Prince Harry: opening up about his grief

-

“What does someone who needs help with their mental health look like,” asked Felicity Morse in the i newspaper. They could look like a soldier returning from war. Or a mother struggling with a new baby. Or someone who has just lost their job. In truth, they could look like anyone: at least one in four people in the UK will have mental health problems during their lifetime. And, we learnt this week, they also look “like Prince Harry”. The Prince revealed to The Daily Telegraph that he had “come close to a complete breakdown on numerous occasions”, because he had bottled up his feelings about his mother’s death for so long. The result “was 20 years of not thinking about it, and two years of total chaos”. Only after his brother convinced him to seek help did he visit a “shrink”. “Once you start talking about it,” he said, “you realise that actually you’re part of quite a big club.”

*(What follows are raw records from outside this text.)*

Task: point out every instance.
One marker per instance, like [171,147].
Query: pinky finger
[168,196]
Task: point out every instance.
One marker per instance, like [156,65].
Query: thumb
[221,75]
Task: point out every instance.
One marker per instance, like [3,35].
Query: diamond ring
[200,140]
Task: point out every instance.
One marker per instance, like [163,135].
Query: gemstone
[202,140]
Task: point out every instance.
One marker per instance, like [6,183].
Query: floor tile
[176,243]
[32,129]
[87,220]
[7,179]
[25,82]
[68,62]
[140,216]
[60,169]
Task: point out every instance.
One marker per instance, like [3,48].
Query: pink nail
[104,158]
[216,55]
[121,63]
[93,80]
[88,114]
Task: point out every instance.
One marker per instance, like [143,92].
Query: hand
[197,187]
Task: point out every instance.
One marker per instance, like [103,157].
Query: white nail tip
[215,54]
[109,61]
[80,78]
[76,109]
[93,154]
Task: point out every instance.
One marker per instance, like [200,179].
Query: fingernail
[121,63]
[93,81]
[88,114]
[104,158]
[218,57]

The sight of a 12-year-old Harry walking behind his mother’s coffin became the enduring image of Princess Diana’s funeral, said Hannah Furness in The Daily Telegraph. Now, 20 years on, he has revealed how his grief affected him: “My way of dealing with it was sticking my head in the sand, refusing to ever think about my mum, because why would that help?” This approach, he said, had “a serious effect not only my personal life but my work as well”. He only addressed his problems when he was 28, and started suffering from anxiety at royal engagement­s. At one point, he felt that he was “on the verge of punching someone”.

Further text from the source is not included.